We’re currently breaking our heads trying to move job scheduling from Excel into Epicor — and honestly, the challenges feel like they’re stabbing us in the back .
Our operation: casting beds + concrete slabs = one big Cutting Stock Problem. We’re desperately looking for a way to generate job schedules that actually minimize waste instead of making us waste more aspirin.
Our setup looks like this:
Resources in Epicor = our 13 casting beds (each ~142m long) Jobs = slabs with specific length requirements
About 350 slabs per day get cut from these beds (and sometimes our patience too)
Requirement = efficient scheduling + optimized cutting with minimal waste (preferably both at the same time)
I came across Google AI/OR-Tools for cutting stock optimization, which looks very promising. But here’s the real question: how on earth do I plug this into Epicor
It seems I have to play around with Functions & REST API? Or is there a clever way to call a Python optimizer or External optimization service within Epicor?
Everyone talks about AI like it’s magic, but few actually implement it — so I’m hoping someone here has walked this path before.
Has anyone successfully combined external optimization algorithms or an AI engine with Epicor’s scheduling?
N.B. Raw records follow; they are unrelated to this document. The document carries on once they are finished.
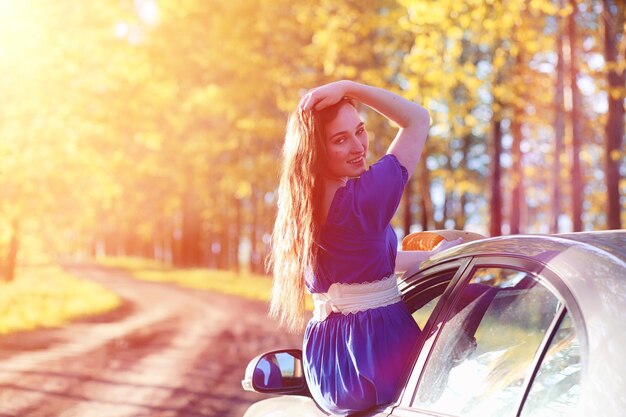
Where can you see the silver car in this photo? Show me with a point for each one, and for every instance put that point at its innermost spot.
(512, 326)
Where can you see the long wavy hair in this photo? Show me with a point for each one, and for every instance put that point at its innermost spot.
(300, 192)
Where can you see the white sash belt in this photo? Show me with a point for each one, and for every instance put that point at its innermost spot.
(352, 298)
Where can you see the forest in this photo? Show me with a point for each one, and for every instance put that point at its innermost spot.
(153, 128)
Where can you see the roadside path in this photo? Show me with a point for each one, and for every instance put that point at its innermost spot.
(169, 351)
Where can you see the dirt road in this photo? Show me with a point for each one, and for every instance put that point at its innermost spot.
(168, 351)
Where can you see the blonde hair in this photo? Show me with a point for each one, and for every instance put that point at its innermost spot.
(293, 244)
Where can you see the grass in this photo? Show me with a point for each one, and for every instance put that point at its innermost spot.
(244, 284)
(46, 296)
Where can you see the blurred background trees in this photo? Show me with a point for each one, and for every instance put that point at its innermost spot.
(153, 127)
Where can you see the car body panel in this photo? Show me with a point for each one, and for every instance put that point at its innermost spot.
(587, 270)
(286, 406)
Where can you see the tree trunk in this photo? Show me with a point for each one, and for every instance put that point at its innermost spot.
(237, 234)
(495, 224)
(614, 129)
(517, 176)
(577, 182)
(190, 239)
(559, 129)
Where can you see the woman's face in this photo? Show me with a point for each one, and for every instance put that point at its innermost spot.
(346, 143)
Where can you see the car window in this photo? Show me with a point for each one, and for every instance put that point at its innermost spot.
(556, 388)
(424, 294)
(485, 351)
(421, 315)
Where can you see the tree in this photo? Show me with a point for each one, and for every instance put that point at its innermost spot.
(613, 17)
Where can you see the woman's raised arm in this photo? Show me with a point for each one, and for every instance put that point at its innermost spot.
(412, 119)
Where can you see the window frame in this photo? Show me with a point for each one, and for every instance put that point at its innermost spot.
(466, 267)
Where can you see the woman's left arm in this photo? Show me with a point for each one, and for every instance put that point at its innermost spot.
(408, 259)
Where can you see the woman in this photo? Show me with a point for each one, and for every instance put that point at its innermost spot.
(333, 237)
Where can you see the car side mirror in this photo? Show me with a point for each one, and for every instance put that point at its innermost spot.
(276, 372)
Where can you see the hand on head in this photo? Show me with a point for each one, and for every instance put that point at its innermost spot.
(322, 97)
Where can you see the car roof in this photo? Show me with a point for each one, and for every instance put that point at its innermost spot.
(611, 243)
(592, 265)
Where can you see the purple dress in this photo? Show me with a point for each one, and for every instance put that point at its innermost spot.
(355, 361)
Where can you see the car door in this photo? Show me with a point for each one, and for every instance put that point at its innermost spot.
(504, 340)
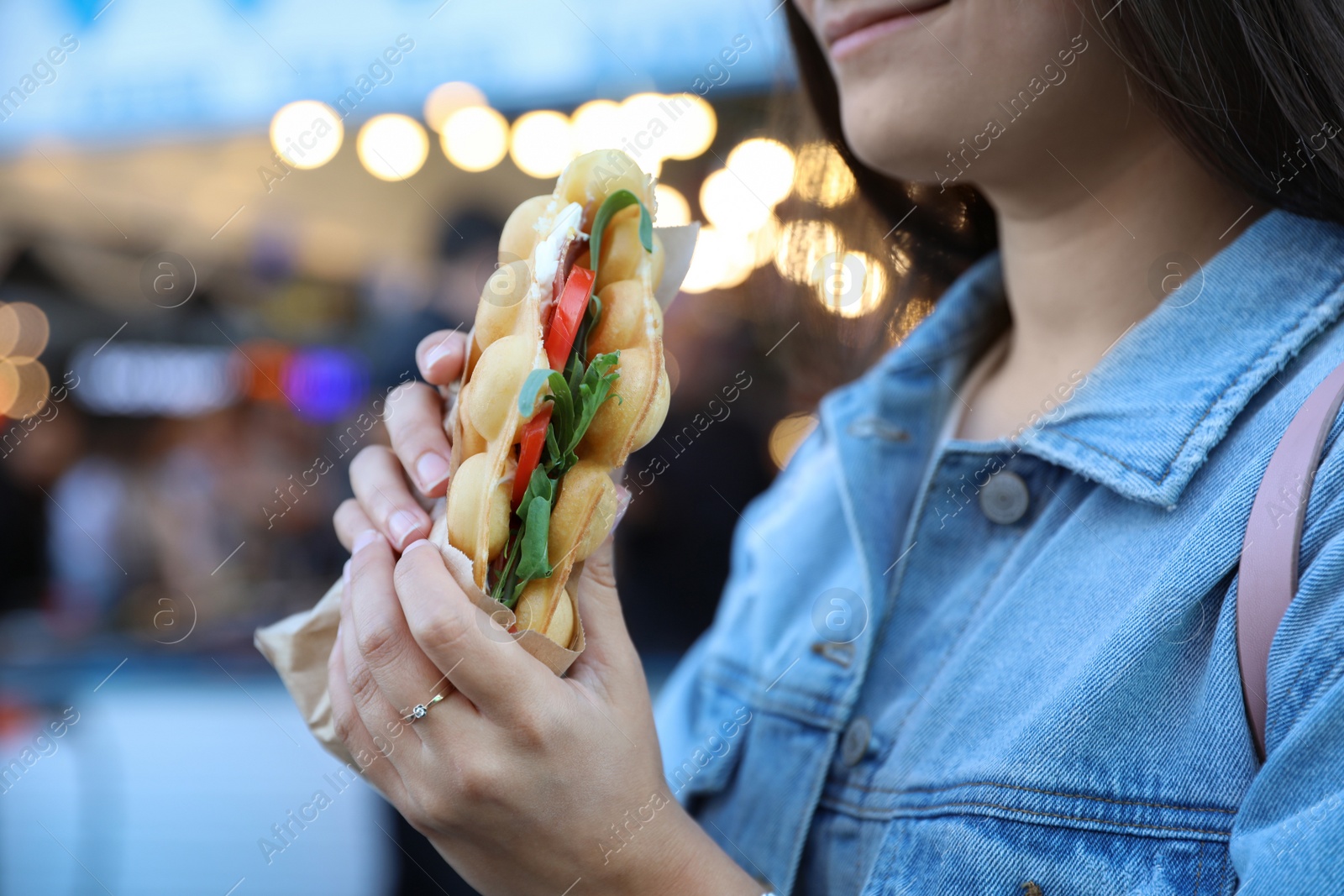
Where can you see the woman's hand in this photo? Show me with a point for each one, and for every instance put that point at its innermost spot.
(414, 418)
(523, 781)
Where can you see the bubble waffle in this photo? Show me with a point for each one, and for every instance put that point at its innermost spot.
(522, 324)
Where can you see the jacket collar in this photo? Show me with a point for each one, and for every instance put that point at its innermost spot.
(1167, 392)
(1162, 398)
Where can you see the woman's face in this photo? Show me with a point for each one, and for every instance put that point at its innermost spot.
(971, 90)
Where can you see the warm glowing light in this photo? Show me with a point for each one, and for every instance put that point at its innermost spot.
(850, 284)
(721, 259)
(24, 331)
(788, 434)
(445, 100)
(730, 204)
(597, 123)
(765, 167)
(803, 244)
(541, 143)
(307, 134)
(822, 176)
(475, 139)
(391, 147)
(691, 134)
(672, 207)
(24, 385)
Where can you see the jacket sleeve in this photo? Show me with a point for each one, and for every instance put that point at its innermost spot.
(1289, 833)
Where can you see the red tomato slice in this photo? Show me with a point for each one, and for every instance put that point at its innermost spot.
(530, 452)
(569, 312)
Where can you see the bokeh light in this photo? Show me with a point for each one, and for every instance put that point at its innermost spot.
(850, 284)
(597, 123)
(447, 98)
(788, 434)
(541, 144)
(307, 134)
(475, 139)
(822, 176)
(672, 207)
(324, 382)
(645, 121)
(730, 204)
(765, 168)
(24, 331)
(721, 259)
(393, 147)
(24, 387)
(694, 130)
(803, 244)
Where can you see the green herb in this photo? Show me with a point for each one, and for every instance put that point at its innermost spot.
(575, 396)
(612, 204)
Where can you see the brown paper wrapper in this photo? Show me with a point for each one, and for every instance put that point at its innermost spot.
(300, 645)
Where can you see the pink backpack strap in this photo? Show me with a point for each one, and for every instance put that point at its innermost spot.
(1268, 578)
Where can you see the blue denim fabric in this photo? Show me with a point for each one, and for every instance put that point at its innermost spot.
(1054, 703)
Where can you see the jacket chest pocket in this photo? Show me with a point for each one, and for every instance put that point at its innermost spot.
(714, 746)
(988, 855)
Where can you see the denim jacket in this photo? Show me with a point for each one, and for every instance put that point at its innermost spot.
(1010, 667)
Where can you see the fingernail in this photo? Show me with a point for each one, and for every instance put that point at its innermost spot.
(440, 352)
(430, 469)
(402, 524)
(365, 539)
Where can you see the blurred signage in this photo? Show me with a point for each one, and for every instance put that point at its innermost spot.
(151, 69)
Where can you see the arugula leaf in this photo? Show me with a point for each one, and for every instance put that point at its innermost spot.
(612, 204)
(596, 387)
(533, 562)
(575, 396)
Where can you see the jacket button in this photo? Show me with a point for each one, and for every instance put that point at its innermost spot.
(855, 741)
(1005, 497)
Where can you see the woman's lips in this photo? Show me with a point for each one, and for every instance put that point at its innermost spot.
(847, 34)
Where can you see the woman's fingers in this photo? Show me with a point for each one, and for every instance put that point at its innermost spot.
(382, 719)
(370, 754)
(416, 425)
(382, 492)
(400, 668)
(491, 669)
(440, 356)
(349, 521)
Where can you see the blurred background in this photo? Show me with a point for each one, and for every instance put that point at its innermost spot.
(223, 228)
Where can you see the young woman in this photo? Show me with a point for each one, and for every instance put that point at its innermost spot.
(979, 636)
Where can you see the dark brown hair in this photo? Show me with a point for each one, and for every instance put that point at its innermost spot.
(1253, 87)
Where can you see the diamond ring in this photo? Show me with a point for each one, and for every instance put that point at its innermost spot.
(421, 710)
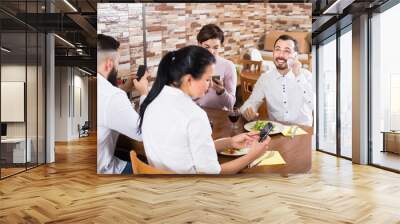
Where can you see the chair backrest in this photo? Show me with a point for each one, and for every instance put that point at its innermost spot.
(140, 167)
(250, 66)
(247, 82)
(86, 125)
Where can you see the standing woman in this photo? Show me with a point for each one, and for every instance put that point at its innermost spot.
(176, 131)
(222, 93)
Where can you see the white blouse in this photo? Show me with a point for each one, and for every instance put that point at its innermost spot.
(289, 98)
(115, 115)
(177, 135)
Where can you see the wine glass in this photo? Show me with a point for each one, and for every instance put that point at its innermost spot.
(234, 115)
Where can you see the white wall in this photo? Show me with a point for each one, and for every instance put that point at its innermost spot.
(70, 83)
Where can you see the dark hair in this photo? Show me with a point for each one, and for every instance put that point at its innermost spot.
(288, 37)
(106, 43)
(210, 31)
(174, 65)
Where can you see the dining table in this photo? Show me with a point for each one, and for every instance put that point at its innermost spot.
(295, 150)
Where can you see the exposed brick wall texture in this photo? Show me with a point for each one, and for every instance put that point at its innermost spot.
(170, 26)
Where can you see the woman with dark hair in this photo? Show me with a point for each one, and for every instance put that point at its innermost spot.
(222, 94)
(176, 131)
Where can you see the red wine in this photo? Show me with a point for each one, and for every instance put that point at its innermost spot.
(234, 117)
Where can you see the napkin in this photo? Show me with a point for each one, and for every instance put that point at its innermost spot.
(269, 158)
(287, 131)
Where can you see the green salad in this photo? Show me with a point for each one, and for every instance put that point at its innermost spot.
(260, 125)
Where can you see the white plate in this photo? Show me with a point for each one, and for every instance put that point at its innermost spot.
(278, 127)
(237, 152)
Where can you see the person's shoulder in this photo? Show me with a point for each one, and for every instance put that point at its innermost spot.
(224, 61)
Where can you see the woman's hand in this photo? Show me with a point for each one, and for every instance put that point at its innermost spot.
(244, 140)
(218, 85)
(142, 86)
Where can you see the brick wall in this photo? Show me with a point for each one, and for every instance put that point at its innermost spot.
(173, 25)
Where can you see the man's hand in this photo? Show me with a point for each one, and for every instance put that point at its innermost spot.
(295, 65)
(244, 140)
(218, 85)
(128, 85)
(249, 114)
(142, 86)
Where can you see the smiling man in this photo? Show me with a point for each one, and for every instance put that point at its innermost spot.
(287, 88)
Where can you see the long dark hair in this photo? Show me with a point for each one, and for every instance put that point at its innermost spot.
(174, 65)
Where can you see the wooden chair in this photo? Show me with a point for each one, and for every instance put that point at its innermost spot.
(140, 167)
(250, 66)
(248, 79)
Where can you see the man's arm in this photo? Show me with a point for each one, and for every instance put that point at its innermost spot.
(257, 95)
(121, 117)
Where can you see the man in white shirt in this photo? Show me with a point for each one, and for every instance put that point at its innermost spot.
(115, 113)
(287, 88)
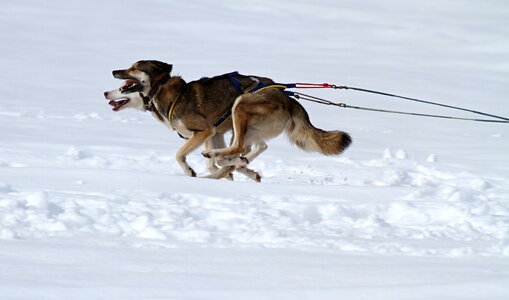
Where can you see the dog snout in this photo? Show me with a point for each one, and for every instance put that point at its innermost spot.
(120, 74)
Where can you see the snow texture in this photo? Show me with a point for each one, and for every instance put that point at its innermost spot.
(94, 206)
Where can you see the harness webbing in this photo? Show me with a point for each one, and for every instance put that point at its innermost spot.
(258, 87)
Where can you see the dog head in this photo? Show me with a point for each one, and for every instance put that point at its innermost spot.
(144, 72)
(129, 95)
(139, 79)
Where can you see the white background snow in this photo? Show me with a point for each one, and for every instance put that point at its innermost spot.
(94, 206)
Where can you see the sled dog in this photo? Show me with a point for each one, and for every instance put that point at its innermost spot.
(203, 110)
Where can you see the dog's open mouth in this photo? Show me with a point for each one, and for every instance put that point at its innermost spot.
(130, 86)
(118, 103)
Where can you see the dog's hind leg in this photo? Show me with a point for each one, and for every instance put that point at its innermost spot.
(241, 161)
(239, 120)
(226, 171)
(198, 138)
(215, 142)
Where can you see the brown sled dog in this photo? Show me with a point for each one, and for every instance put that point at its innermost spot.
(198, 110)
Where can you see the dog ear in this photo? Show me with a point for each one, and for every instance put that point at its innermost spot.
(165, 68)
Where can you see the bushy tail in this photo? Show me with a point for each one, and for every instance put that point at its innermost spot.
(309, 138)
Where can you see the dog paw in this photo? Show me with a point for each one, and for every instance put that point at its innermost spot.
(241, 162)
(190, 172)
(229, 177)
(208, 154)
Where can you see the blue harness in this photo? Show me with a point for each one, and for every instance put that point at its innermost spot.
(259, 86)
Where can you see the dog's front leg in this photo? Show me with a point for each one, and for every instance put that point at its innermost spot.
(198, 138)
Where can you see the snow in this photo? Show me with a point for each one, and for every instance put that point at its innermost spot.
(94, 206)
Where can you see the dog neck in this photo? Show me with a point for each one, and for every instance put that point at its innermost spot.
(164, 100)
(157, 83)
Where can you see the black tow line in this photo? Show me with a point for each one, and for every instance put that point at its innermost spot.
(297, 95)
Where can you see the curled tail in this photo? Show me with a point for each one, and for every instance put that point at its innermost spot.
(309, 138)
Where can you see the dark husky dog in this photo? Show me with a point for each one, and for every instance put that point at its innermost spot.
(199, 110)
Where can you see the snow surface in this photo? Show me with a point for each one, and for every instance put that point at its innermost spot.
(94, 206)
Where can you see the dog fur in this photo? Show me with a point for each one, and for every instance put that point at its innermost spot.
(256, 117)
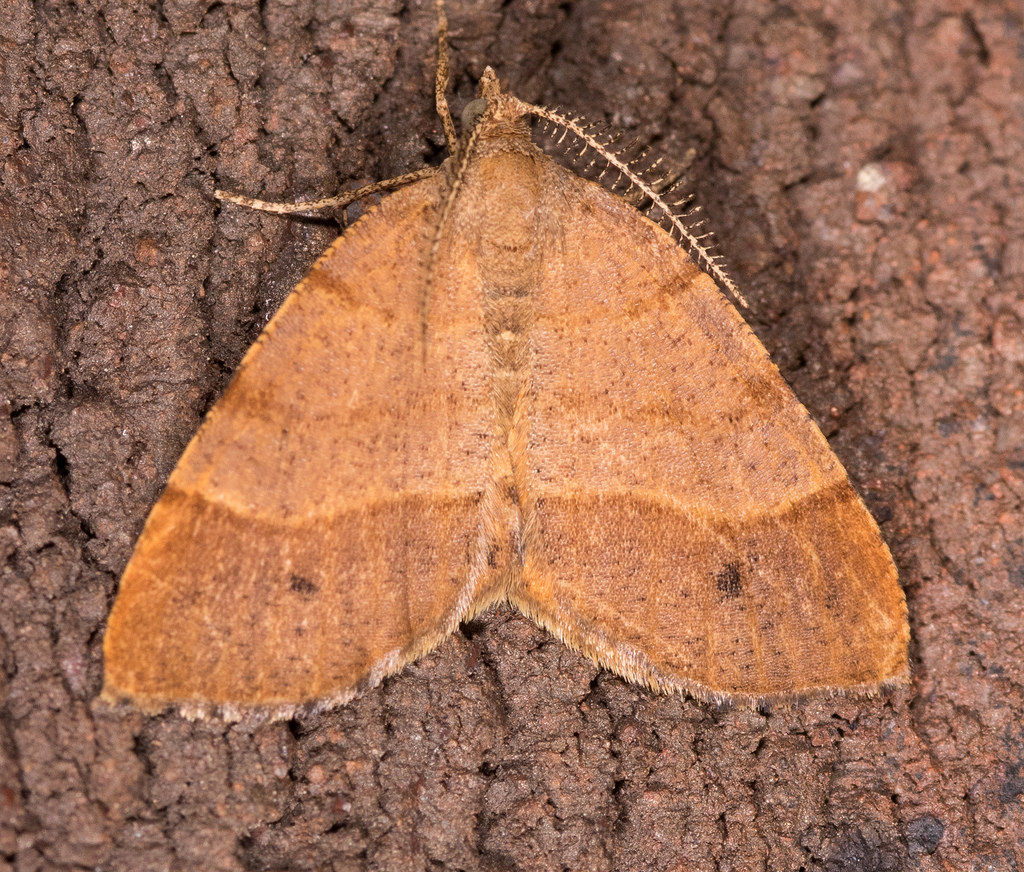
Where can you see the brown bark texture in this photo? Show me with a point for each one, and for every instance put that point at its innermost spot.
(862, 165)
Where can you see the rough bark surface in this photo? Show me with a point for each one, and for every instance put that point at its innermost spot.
(863, 167)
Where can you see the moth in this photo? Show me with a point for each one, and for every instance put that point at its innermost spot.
(505, 383)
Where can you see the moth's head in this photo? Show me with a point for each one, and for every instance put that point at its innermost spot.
(496, 113)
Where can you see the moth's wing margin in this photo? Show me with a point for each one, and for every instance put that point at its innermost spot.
(689, 526)
(322, 528)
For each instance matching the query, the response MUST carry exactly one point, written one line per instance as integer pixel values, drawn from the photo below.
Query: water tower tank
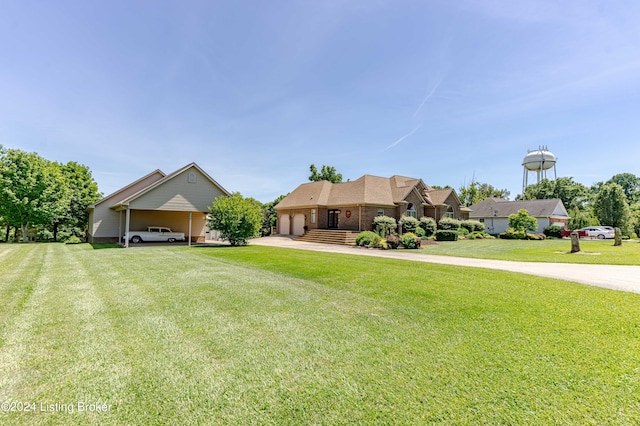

Itlf it’s an external service that has an API. Then functions is an option and there are examples in the help and in the online Epicor Learning Center courses that cover and provide examples of the process.
I’ve gone through this post and the related ones under the same topic, but none of them really address the job scheduling challenge itself. The real issue here is determining the best scheduling plan from a given set of jobs and resources.
This post is actually describing a situation that stems from the 2D Cutting Stock/Nesting Problem. However, rather than focusing on solving the nest optimization (which they already handle through Bystronic software), the discussion is more about:
How to make Epicor scheduling and costing work in alignment with the nesting process.
How to batch time and materials across multiple jobs efficiently,
I’m no scheduling expert like @jkane or @timshuwy, but I do recall that there is always a trade-off when scheduling. What does “best scheduling plan” mean to you? Most on time deliveries? The deliveries that generate the most revenue? The most profit? Or the schedule that takes care of your biggest customer? Are we driven by efficiency of the nesting program to reduce material cost first? What is/are your constrained resource(s)?
No scheduling system can know what you want to optimize for. Once we know that, then the good schedulers can optimize the plan.
The most efficient way to make something does not always align with delivery schedules. example, you have a premium customer who wants qty 5 something now, but the item they want is “normally” made in batches of 100… the next batch is scheduled two weeks out. Now you have a scheduling issue because you are inserting a less efficient batch of 5 pieces into your manufacturing mix.
Thanks for pointing that out — you’re absolutely right, “best” scheduling depends entirely on what we’re optimizing for.
I’ll admit, I’m still a beginner in scheduling and learning as I go, so forgive me if I sound a bit naïve. But in our case, the trade-off feels like a tug-of-war between material utilization vs. delivery commitments:
If we prioritize utilization, we can minimize waste on the casting beds (important in our Cutting Stock type environment), but some urgent orders may get delayed.
If we prioritize delivery, we can hit on-time shipments for key customers, but we’ll end up with more waste and less efficient bed usage.
Right now, we’re trying to find a balance — ensuring delivery for our biggest customers while still keeping waste levels under control. That’s why we’re exploring whether Epicor’s scheduling can help model these trade-offs more explicitly.
I’ve done integrations for companies before for MS Project to Epicor Scheduler. It was more of a straight forward case (nothing fancy, schedule the whole job synchronously).
I’ve also done web based schedulers which are a little trickier. You can control the Epicor scheduler at the op level if you know how you want to schedule it, but sometime Epicor still gets in the way.
One of the benefits of the Epicor scheduler is that it has the data (context is a better term in this AI age). If your external scheduler has all of this context, and is smart enough, you can fabricate a “manual” schedule and push it into Epicor.